Bilinmelidir ki dini hakkıyla yaşamak için uydurma rivayetlere/ibadetlere gerek yoktur. Daha çok ibadet etmek isteyen kişinin önünde hiçbir engel yoktur. Örneğin farz namazların öncesindeki ve sonrasındaki sünnetler, akşam namazından sonra eda edilen evvabin, güneş doğduktan sonra kılınan işrak/duha gibi namazlar, sahih rivayetlerle bize intikal eden nafilelerdir. Peygamberimizin terk etmediği teheccüd namazını da unutmamak gerekir. Herkesin uykuda olduğu bir vakitte kulun Yüce Allah’ın huzurunda durup hâlini O’na arz etmesinden daha güzel ne olabilir?
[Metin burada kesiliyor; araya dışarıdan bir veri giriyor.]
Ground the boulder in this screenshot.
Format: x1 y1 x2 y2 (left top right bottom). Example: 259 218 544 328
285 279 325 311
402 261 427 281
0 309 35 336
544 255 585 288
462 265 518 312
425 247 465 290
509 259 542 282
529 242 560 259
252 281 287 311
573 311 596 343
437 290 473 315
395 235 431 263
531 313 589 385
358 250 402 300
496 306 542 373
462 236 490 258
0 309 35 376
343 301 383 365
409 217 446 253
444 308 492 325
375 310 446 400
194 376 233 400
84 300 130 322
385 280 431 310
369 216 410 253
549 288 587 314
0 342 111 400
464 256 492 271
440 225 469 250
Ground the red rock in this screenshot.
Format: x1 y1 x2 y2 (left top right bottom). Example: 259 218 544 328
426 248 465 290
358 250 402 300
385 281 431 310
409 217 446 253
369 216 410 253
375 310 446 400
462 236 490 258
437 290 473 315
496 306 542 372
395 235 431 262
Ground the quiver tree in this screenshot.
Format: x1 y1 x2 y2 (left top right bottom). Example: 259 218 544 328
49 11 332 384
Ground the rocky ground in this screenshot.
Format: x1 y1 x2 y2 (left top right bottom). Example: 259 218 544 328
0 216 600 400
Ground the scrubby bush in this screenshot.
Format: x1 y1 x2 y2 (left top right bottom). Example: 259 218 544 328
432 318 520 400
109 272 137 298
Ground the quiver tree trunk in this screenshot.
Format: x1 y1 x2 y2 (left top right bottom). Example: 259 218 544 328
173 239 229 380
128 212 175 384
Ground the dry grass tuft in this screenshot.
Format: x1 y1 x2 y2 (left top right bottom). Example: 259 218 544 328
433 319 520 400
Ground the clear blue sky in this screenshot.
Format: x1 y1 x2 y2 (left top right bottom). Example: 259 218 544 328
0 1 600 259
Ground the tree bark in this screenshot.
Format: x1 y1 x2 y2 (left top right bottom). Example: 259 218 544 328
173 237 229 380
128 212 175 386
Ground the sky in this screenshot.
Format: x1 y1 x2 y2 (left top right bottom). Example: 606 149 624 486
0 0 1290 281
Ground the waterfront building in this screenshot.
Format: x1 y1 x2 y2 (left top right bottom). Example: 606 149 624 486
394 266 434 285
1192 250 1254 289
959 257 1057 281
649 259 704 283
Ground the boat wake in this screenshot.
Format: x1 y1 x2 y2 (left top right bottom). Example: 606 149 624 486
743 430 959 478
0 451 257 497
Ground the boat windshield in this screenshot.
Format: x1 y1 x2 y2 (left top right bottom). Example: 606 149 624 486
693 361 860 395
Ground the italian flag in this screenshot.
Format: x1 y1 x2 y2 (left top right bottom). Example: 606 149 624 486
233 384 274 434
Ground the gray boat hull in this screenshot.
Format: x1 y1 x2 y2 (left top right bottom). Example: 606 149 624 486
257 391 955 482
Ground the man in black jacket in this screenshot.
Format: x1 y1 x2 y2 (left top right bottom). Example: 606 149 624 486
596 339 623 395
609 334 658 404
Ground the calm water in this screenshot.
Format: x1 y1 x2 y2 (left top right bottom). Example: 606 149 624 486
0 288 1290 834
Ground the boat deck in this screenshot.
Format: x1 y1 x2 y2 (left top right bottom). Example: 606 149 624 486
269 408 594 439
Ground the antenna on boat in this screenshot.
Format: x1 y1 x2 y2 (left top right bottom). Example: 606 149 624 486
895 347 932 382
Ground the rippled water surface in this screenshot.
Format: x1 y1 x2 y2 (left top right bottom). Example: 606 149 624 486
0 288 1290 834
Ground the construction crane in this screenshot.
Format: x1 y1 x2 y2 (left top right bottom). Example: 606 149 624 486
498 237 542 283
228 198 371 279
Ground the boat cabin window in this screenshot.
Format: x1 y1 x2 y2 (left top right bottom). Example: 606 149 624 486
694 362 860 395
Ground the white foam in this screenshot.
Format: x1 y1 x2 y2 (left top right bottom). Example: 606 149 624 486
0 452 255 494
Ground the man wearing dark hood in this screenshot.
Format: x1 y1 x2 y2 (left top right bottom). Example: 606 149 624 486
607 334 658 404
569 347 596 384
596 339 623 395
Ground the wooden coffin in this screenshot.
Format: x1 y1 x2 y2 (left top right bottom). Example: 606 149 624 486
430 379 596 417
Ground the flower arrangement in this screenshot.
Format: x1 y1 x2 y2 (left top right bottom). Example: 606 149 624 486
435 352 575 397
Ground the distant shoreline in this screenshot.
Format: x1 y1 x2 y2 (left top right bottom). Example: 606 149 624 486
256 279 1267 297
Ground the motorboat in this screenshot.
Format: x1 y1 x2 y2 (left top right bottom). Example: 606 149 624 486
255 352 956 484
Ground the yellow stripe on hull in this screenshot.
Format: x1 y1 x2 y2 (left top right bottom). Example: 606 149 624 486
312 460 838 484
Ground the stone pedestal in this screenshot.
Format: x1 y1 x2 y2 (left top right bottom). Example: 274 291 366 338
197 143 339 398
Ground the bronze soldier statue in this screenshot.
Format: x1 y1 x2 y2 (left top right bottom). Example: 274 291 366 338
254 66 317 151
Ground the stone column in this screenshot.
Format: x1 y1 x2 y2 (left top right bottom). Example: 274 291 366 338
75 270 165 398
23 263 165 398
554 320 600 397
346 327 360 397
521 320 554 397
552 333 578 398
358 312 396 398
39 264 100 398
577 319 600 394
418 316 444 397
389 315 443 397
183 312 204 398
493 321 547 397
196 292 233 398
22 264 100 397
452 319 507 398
Elbette sahih hadislerle sabit olan bu nafile namazlardan daha fazlasını da yapmak isteyebilir insan. Namaz kılıp Allah’ın huzurunda durmaktan zevk alan bir kul, günün 24 saatinde -kerahet vakitleri hariç- istediği kadar nafile namaz kılabilir. Üzüntü, sevinç, varlık, darlık, korku vb. hâllerde kulun namaza durup Rabbi ile buluşmasından daha doğal bir şey olabilir mi? Ancak Hz. Peygamber’in sünnetinde yer alan namazlarla yetinmeyip yeni namazlar icat etmek, dinde olmayan şeyi dine dâhil etmek olduğundan bidattir. Örnek vermek gerekirse Hz. Peygamber’in recep ve şaban ayına mahsus kıldığı ve yapılmasını tavsiye ettiği özel bir nafile ibadet yoktur. Bela ve musibetlerin gelmemesi için safer ayına mahsus bir namaz yoktur. Kabir nur, kefaret-i bevl gibi namazların hiçbirisinin sünnette karşılığı yoktur. Unutulmamalıdır ki bu ve buna benzer bidat türünden ameller, dinin asıllarının (yavaş yavaş) ortadan kalkmasına, bidat ve hurafelerle yer değiştirmesine veya ihmal edilmesine yol açabilir.
Oruç için de aynı hususlar geçerlidir. Daha fazla nafile oruç tutmak isteyen için sahih hadislerle bildirilen pek çok nafile oruç çeşidi vardır. Ramazanın hemen peşinden gelen şevval ayında altı gün, her hafta pazartesi ve perşembe, her kamerî ayın 13, 14 ve 15. günlerinde dileyenler oruç tutabilirler. Daha fazla tutmak isteyen her kamerî ayın başı, ortası ve sonunu da üç gün oruçlu geçirebilir. Ayrıca aşure gününde iki gün, zilhiccenin başından itibaren dokuz gün oruç tutulabilir. “Bunlar yetmiyor, ben daha fazla tutmak istiyorum.” diyenler için de Hz. Peygamber (s.a.s.) bir gün tutup bir gün tutmama şeklinde Hz. Davut’un orucunu tavsiye etmiştir. (Buhari, İstizan, 38.)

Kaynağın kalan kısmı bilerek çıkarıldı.